[Cross-posted from Angry Bear, with minor editing.]
I’ve written repeatedly at Angry Bear during the last year or so that the challenge to the constitutionality of the ACA’s minimum-coverage provision (a.k.a., the individual-mandate provision) is not really a Commerce Clause challenge but instead a challenge under the Fifth Amendment’s due process clause, under what is known as the “substantive due process” constitutional law doctrine. The Fifth Amendment’s due process clause limits what the federal government can do vis-à-vis individuals. A clause in the Fourteenth Amendment is nearly identical, and identical in substance, to the Fifth Amendment’s due process clause, except that it limits what state governments can do vis-à-vis individuals.
SCOTUSblog’s Lyle Denniston’s early report suggests that I was right. The outcome of the case, he predicts, will depend on whether Kennedy believes that the Court can uphold the mandate provision without opening the door to unlimited congressional mandating of purchase specific things, not because Congress lacks that power under the Commerce Clause but instead because it violates liberties protected under the Fifth Amendment’s due process clause. Denniston does not mention the Fifth Amendment, but, whether or not the justices themselves did specifically, that is the upshot.
The “substantive due process” doctrine holds that there are certain incursions into personal autonomy and certain impositions on individual liberty beyond which the Constitution allows the government to go. It is this doctrine by which the Court has stricken down such laws as state laws barring the sale and use of contraceptives, state laws prohibiting abortion under all circumstances (Roe v. Wade), and state laws criminalizing sodomy.
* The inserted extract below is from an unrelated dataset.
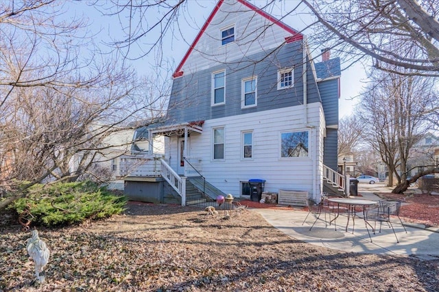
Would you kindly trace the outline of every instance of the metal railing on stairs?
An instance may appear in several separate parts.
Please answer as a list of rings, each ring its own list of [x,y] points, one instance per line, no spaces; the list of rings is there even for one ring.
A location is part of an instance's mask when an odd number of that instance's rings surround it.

But based on Denniston’s early report about the nature of Kennedy’s concerns, I don’t see how, absent an utterly artificial Commerce Clause-based ruling, a ruling that the mandate unconstitutionally infringes upon person choice, upon personal liberty, would not also mean that Massachusetts’s “Romneycare” law, and state laws that require drivers to purchase auto insurance, would be constitutionally permissible.
Kennedy likes to wax eloquent, as he did last year in an opinion in a case called Bond v. United States, about how divisions of power among various governments—by which he means state governments vs. the federal one—protect individuals from tyranny. (He’s usually less interested in constitutional checks than on balances to state power—especially to state-court power—but that’s another subject.) In Bond, he said, rightly, in my opinion, that a person indicted under a federal criminal law has legal “standing” (the legal right) to argue that the federal statute unconstitutionally infringed upon an area of criminal law reserved solely for the states to address, because the federal statute impinged (literally, in that case) her personal freedom. So if the problem with the insurance mandate is that it exceeds Congress’s authority under the Commerce Clause, then a ruling that the ACA, a federal statute, is unconstitutional would not affect state statutes.
But that’s a separate issue from whether the mandate is an unconstitutional violation of personal liberty irrespective of whether or not the Commerce Clause power would allow Congress to enact the law. And under the Court’s longtime Commerce Clause jurisprudence, Congress does have the authority to legislate the mandate to buy health insurance, given the impact on the healthcare market of the uninsureds’ usage of health care. A ruling to the contrary would be transparently artificial. Which probably won’t matter to Kennedy.